Be forewarned this is a rant with loads of self pity:
Literally I did the math. I wrote out a list of all my responsibilities at work. I then scaled each of them from 1 to 5. The 1's and 2's where just over half. The 3's where about 1/4, while the 4's and 5's where a little shy of that. I drew a little pie chart which I would have included in this post, but unfortunately I get ahead of myself and I have already shredded that.
I then thought seriously about diving into my mounting pile of crap-work load, but here I am writing this instead. Any sane person would just do it and suck it up, and I am hoping the sane will kick in soon. Meanwhile I will be doing more pie chart reflecting.
I should give you a little perspective on my brain right now, from what I can tell I am suffering from symptoms of the monthly visitor which bless the Lord have given me a clearer view of the crap in my life. You know along with this clarity may come cramps and headaches, but honestly I am kind of grateful that I have a reason to go a little haywire every once a month. Don't get me wrong I know I don't need a reason, its just peace of mind.
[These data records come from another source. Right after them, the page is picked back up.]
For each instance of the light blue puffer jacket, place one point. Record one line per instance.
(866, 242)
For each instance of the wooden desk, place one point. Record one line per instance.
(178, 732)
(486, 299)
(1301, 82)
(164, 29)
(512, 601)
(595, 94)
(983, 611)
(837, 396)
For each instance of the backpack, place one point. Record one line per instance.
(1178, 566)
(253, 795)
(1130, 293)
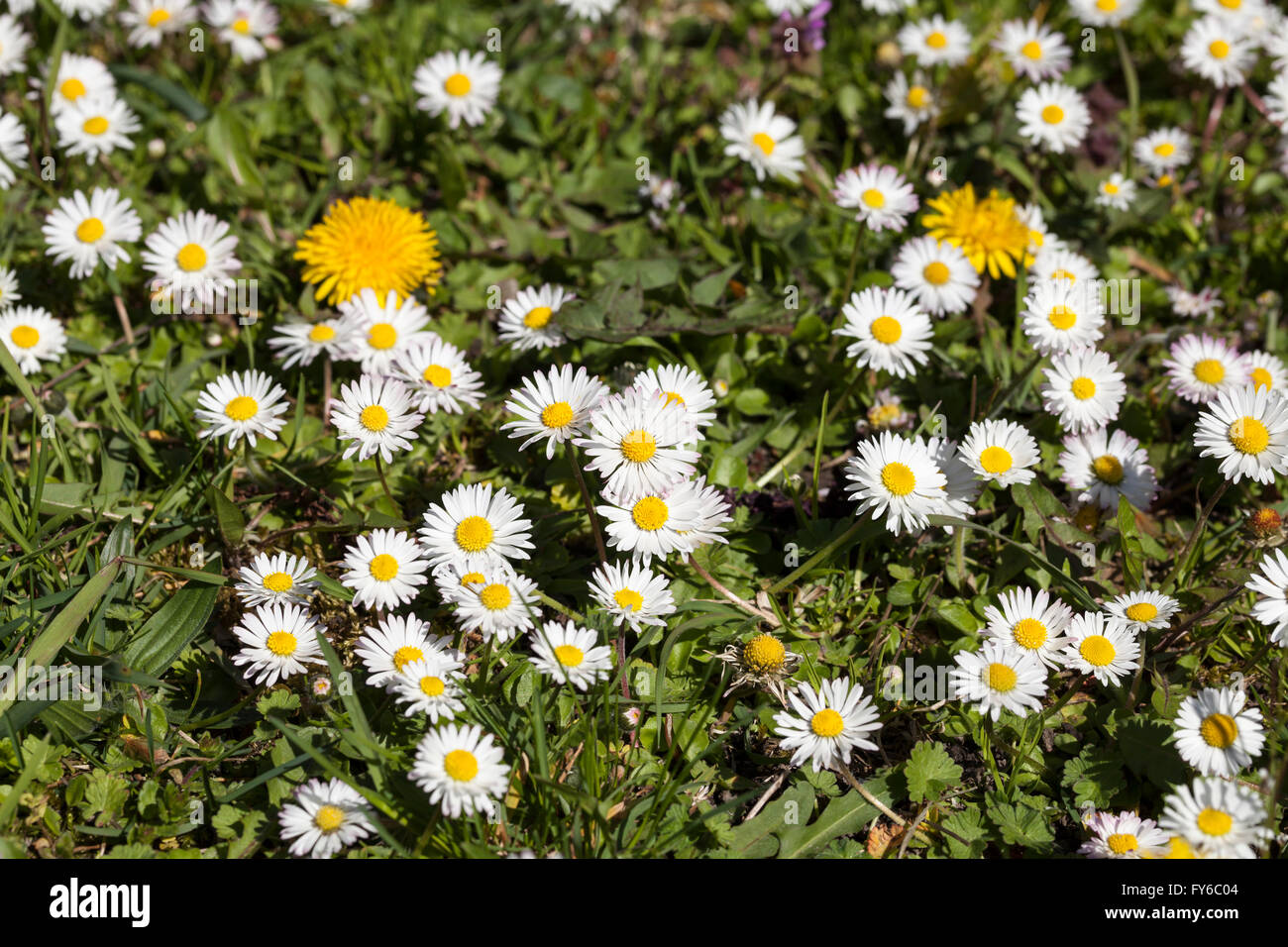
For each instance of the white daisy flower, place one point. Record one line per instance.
(1125, 835)
(883, 197)
(1247, 431)
(893, 333)
(1083, 388)
(1102, 646)
(278, 642)
(462, 770)
(277, 579)
(33, 337)
(248, 405)
(384, 569)
(299, 343)
(441, 377)
(384, 329)
(90, 230)
(323, 818)
(764, 140)
(1219, 52)
(191, 256)
(571, 655)
(244, 25)
(1001, 451)
(935, 40)
(95, 125)
(824, 727)
(528, 320)
(896, 478)
(465, 85)
(476, 528)
(997, 678)
(1099, 467)
(1054, 115)
(1220, 819)
(1031, 50)
(634, 441)
(631, 592)
(939, 275)
(1218, 733)
(911, 102)
(554, 406)
(1029, 622)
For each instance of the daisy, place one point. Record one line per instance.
(384, 329)
(1144, 609)
(1102, 646)
(278, 579)
(473, 527)
(90, 230)
(631, 592)
(1247, 431)
(299, 343)
(191, 256)
(634, 441)
(823, 727)
(33, 337)
(1060, 316)
(248, 405)
(1116, 192)
(385, 570)
(1219, 52)
(95, 125)
(1220, 819)
(465, 85)
(935, 40)
(277, 643)
(554, 406)
(151, 21)
(244, 25)
(527, 321)
(883, 197)
(1099, 467)
(767, 141)
(1125, 835)
(1030, 622)
(1031, 50)
(938, 274)
(1054, 116)
(1001, 451)
(1163, 150)
(325, 817)
(1271, 586)
(912, 103)
(462, 770)
(571, 655)
(1083, 388)
(1000, 677)
(1216, 732)
(893, 333)
(896, 476)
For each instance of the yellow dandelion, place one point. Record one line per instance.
(988, 231)
(370, 244)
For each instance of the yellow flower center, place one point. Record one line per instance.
(243, 407)
(558, 415)
(887, 330)
(898, 478)
(649, 513)
(382, 567)
(475, 534)
(1098, 651)
(1249, 436)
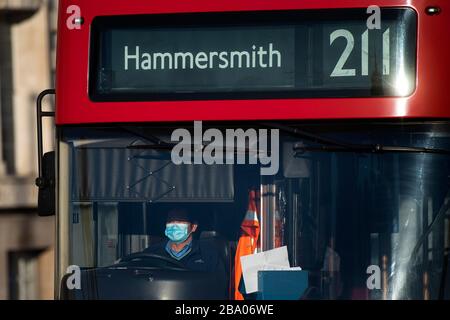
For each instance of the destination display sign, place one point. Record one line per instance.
(327, 53)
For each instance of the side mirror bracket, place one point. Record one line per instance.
(46, 164)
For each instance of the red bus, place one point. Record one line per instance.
(338, 117)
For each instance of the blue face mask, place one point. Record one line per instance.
(180, 254)
(177, 232)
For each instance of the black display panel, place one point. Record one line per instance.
(252, 55)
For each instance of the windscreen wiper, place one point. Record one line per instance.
(156, 143)
(332, 145)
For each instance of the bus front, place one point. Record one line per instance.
(318, 130)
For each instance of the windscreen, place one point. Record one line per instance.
(364, 224)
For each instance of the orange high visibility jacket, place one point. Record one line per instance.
(247, 242)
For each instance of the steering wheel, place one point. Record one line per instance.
(145, 255)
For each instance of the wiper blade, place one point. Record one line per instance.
(332, 145)
(377, 148)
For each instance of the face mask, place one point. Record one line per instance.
(180, 254)
(177, 232)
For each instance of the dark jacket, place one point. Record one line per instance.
(203, 257)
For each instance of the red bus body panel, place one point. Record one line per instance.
(430, 100)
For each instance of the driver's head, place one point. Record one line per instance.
(179, 225)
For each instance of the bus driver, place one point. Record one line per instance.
(180, 246)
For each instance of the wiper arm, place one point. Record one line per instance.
(376, 148)
(332, 145)
(156, 142)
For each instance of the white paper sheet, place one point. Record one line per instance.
(275, 259)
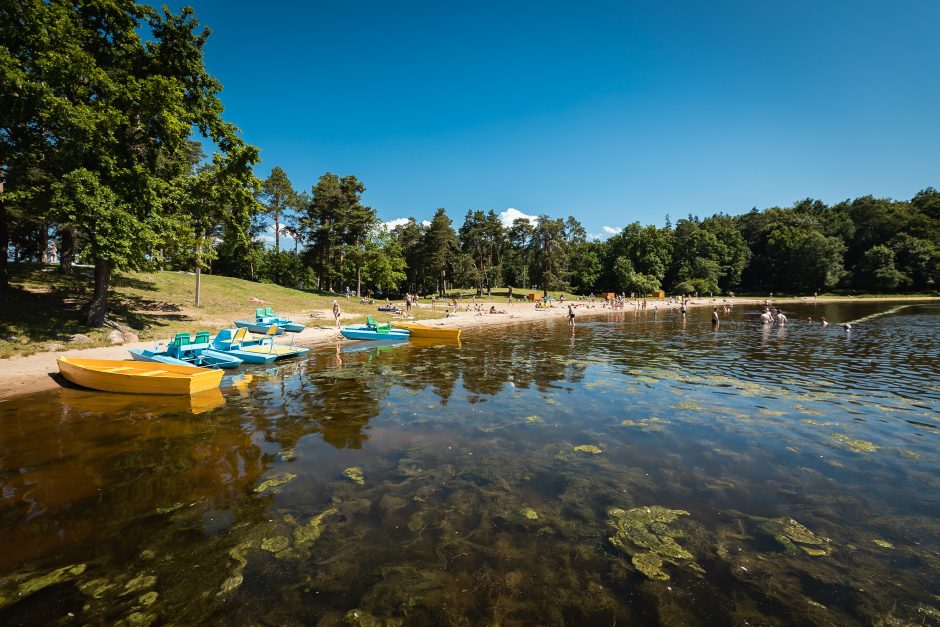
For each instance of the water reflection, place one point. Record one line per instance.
(636, 468)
Ok so back to me and my job that is less like a fairytale and more like a terror film. Chinese water torture comes to mind, but this, this is not water torture. I have lack of social interaction torture combined with a dash of incredibly boring, meaningless task torture. Now I am sure someone would enjoy this type of torture, but I am not a sadist.
I have come to the agreement with myself (remember I am granted the monthly crazy excuse when conversing and consulting myself) to wait this out a few more weeks. I do have a bigger picture goal and this could, probably should, be the job to get me there (which interestingly enough is multiple locations). Meanwhile it's Friday and I am leaving early.